Journal: International Journal of Genetics and Genomics PDF
Published: 9-Nov-15 Volume: 3 Issue: 6 Pages: 74-80
DOI: 10.11648/j.ijgg.20150306.13 ISSN: 2376-7340 (Print) 2376-7359 (Online)
Authors: Mahendra Kumar Trivedi, Alice Branton , Dahryn Trivedi, Gopal Nayak , Mayank Gangwar, Snehasis Jana
Citation: Mahendra Kumar Trivedi, Alice Branton, Dahryn Trivedi, Gopal Nayak, Mayank Gangwar, Snehasis Jana. Agronomic Characteristics, Growth Analysis, and Yield Response of Biofield Treated Mustard, Cowpea, Horse Gram, and Groundnuts. International Journal of Genetics and Genomics. Vol. 3, No. 6, 2015, pp. 74-80. doi: 10.11648/j.ijgg.20150306.13
- 3126 Views
- 611 Downloads
Mustard, cowpea, horse gram, and groundnuts are the seasonal pulse crops used as food and fodder in many regions of the world. In the present study, the impact of biofield energy treatment on mustard, cowpea, horse gram, and groundnuts were studied with respect to overall growth, yield, and its related yield attributes. Seeds of each crop was selected and divided in two groups, i.e. control and treated. The treated group of each seed crops was subjected to Mr. Trivedi biofield energy treatment, and were plotted in the separate fields. The plot with untreated seeds were provided with all the precautionary measures such as pesticides, fungicides and organic additives, while no such measures were taken in the plot with treated seeds. Both group of crops were further analyzed and compared for growth, yield, and yield attributes. Further, the effect of biofield treatment was also evaluated on horse gram using Random Amplified Polymorphic DNA (RAPD) analysis in order to determine their epidemiological relatedness and genetic characteristics. The results suggest that the percentage increase in yield was maximum in mustard (500%), followed by horse gram (105%), cow pea (52%), and groundnut (44%) as compared with their control. However, improved plant height, overall growth, yield of seeds, plants were free from any diseases and pest were observed in treated group as compared with its respective control. RAPD analysis using eight primers results in polymorphism and the percentage of true polymorphism observed between control and treated samples of horse gram seed sample with an average value of 53%. The overall results suggested that Mr. Trivedi’s biofield energy treatment has a significant impact on mustard, cowpea, horse gram, and groundnuts, which might be used as a better alternative approach to increase the yield of crop as compared with the synthetic chemicals.

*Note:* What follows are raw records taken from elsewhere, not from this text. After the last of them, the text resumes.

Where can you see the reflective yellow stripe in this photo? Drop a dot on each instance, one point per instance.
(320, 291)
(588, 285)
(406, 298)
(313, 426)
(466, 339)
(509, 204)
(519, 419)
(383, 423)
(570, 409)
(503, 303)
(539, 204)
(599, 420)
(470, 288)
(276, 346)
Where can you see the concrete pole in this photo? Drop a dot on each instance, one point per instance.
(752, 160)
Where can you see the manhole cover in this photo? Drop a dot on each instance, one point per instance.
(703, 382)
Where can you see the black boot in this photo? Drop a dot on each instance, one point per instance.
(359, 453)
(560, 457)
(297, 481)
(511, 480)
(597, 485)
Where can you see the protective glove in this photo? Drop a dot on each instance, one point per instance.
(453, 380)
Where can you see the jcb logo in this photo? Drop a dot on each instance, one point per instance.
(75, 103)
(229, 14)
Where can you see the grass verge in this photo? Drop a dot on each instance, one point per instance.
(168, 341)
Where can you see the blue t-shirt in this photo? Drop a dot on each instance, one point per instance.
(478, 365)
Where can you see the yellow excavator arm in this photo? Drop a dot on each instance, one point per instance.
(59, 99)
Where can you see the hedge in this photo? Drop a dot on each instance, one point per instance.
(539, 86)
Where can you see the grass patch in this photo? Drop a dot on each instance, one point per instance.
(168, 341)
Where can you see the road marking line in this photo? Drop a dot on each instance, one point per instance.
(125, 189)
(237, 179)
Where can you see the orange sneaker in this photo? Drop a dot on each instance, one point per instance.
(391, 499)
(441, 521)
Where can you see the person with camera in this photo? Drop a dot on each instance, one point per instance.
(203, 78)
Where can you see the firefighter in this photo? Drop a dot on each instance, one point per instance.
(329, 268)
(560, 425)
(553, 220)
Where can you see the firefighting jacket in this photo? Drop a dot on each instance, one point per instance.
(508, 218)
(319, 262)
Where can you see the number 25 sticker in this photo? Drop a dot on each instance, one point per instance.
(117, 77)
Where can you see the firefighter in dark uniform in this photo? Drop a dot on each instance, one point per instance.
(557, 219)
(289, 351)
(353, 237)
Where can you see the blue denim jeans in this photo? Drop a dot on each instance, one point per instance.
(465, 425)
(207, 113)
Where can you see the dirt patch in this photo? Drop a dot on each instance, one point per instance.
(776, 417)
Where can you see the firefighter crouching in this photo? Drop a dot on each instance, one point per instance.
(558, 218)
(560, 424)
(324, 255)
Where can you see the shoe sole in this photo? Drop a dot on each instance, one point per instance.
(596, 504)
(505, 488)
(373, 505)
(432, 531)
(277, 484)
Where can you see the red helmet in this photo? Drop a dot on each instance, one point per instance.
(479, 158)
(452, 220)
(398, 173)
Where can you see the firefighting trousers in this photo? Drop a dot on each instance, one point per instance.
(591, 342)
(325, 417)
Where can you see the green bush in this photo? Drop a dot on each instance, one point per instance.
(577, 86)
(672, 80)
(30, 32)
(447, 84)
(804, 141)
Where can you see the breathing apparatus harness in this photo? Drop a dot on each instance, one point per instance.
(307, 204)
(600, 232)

In conclusion, biofield treatment on agricultural crops showed an improved overall yield of the treated crops as compared to the control. The percentage increase in yield was maximum in case of mustard (500%), followed by horse gram (105%), cowpea (52%), and groundnut (44%). Mustard was reported with significant increase in chlorophyll content approximately by 30 to 96% as compared with the control crops. Linear growth, plant height, branches, and grain/seed yield were found increased in all the biofield treated crops, without any precautionary measures such as pesticides, fungicides, and organic additives. Canopy and leaf area duration of the biofield energy treated crops were more than double compared to the control ones having more secondary and tertiary branches. RAPD analysis using eight primers showed 25 to 90% polymorphism in control and biofield treated horse gram with more unique bands in treated as compared with the control, which might be to the presence of high degree of phenotypic plasticity. Overall, Mr. Trivedi’s biofield energy treatment results an improved yield in multiple kinds of crops, suggests the significant application of biofield treatment in agriculture sector instead of chemical measures to improve the overall productivity.